Há uma boa série de artigos sobre isso no DDJ . Como um sinal de quão difícil isso pode ser, é uma correção em um artigo anterior que errou. Certifique-se de compreender os erros antes de rolar o seu próprio) -;

A implementação na biblioteca de incentivo vale a pena considerar. É fácil de usar e de alto desempenho. Eu escrevi um teste & corri em um laptop quad core i7 (8 threads) e obtive ~ 4M enfileiramento / enfileiramento operações por segundo. Outra implementação não mencionada até agora é a fila do MPMC em http://moodycamel.com/blog/2014/detailed-design-of-a-lock-free-queue . Eu fiz alguns testes simples com esta implementação no mesmo laptop com 32 produtores e 32 consumidores. É, como anunciado, mais rápido que o aumento da fila sem bloqueios.

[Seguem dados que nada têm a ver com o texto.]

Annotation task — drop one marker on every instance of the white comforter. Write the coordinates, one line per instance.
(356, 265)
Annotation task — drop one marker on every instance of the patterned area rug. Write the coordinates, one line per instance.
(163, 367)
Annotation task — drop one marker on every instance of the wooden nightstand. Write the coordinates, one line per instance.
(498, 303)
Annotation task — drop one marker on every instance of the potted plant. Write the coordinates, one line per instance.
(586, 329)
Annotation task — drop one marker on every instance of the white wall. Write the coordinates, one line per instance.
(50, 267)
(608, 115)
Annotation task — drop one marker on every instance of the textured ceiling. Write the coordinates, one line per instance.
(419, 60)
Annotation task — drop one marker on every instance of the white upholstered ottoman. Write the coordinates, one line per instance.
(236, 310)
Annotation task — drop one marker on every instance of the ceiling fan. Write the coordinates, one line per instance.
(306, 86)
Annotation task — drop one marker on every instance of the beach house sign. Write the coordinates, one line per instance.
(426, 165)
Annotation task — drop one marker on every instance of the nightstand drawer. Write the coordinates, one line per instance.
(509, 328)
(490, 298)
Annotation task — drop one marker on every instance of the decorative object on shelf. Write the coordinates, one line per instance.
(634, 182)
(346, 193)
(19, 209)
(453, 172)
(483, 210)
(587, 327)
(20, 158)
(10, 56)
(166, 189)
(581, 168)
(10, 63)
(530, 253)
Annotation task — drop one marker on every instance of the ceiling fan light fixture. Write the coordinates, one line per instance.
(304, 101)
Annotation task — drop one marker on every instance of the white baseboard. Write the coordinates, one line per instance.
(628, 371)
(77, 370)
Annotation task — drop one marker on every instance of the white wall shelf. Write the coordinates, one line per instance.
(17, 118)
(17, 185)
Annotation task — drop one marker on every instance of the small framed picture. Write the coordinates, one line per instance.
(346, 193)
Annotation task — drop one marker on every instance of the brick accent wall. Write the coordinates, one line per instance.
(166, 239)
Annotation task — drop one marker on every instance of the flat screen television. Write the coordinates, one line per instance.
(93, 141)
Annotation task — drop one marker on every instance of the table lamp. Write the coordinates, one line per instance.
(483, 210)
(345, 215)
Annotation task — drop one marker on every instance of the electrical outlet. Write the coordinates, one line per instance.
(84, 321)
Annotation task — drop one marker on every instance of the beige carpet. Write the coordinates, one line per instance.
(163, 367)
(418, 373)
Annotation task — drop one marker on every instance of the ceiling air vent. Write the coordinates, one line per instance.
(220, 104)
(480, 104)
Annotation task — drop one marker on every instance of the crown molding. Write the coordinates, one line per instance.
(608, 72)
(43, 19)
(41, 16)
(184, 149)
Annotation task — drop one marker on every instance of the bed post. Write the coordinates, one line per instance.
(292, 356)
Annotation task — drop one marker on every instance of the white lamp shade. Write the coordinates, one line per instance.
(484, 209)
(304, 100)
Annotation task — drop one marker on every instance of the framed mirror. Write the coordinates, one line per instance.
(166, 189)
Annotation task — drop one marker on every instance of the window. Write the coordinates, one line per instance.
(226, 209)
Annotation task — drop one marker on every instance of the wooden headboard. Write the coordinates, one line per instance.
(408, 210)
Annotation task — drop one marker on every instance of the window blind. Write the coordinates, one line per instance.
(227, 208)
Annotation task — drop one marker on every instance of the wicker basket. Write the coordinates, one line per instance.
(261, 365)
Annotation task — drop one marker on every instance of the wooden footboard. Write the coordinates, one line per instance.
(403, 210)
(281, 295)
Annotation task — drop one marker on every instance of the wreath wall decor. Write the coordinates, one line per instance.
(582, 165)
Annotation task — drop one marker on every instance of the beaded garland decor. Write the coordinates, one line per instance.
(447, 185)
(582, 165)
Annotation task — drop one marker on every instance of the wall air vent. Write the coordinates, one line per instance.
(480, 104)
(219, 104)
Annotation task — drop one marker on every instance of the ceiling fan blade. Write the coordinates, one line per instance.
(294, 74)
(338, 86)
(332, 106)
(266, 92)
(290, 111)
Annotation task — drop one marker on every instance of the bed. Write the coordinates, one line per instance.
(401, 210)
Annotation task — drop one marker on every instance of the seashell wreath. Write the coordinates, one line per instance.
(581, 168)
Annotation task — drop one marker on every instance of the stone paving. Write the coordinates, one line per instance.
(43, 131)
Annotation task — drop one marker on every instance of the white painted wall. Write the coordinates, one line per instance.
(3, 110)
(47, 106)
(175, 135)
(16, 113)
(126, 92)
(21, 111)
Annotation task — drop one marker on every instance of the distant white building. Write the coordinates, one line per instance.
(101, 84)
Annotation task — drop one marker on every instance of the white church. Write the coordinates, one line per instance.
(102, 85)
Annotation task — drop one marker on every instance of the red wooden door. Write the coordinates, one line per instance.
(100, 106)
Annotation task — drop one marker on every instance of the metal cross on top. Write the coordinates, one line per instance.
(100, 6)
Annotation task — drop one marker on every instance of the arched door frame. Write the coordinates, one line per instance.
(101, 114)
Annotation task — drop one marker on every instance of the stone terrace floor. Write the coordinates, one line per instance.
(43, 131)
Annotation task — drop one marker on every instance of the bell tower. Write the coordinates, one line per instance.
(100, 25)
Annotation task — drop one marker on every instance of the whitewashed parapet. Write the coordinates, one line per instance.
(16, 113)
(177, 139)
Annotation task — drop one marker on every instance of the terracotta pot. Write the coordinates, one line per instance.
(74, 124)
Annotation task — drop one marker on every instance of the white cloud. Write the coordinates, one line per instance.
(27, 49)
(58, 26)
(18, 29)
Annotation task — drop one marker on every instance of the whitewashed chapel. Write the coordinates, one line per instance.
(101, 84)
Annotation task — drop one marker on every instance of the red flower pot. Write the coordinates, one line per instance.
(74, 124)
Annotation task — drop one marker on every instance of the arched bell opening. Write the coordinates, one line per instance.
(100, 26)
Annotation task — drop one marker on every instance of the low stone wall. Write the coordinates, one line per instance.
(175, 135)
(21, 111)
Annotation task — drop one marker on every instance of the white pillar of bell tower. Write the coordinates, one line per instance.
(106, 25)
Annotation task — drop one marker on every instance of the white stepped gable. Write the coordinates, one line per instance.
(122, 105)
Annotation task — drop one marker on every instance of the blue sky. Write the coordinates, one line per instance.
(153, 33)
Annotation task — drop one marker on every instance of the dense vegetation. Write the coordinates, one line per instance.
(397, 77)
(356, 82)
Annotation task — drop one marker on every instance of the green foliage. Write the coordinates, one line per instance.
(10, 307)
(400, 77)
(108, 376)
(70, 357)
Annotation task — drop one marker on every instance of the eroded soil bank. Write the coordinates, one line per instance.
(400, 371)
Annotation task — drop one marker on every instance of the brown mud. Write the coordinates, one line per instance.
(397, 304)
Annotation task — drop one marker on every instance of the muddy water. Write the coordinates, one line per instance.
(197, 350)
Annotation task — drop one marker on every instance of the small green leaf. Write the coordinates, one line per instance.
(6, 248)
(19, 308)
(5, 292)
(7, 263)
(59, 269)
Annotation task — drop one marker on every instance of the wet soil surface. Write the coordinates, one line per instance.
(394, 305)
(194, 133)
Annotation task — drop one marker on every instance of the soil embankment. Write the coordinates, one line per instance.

Como a maioria das outras respostas afirmam que a programação sem bloqueios é difícil. A maioria das implementações terá dificuldade em detectar casos de canto que exigem muitos testes e debugging para correção. Normalmente, eles são corrigidos com o posicionamento cuidadoso das barreiras de memory no código. Você também encontrará provas de correção publicadas em muitos dos artigos acadêmicos. Eu prefiro testar essas implementações com uma ferramenta de força bruta. Qualquer algoritmo sem trava que você planeja usar na produção deve ser verificado quanto à exatidão usando uma ferramenta como http://research.microsoft.com/en-us/um/people/lamport/tla/tla.html .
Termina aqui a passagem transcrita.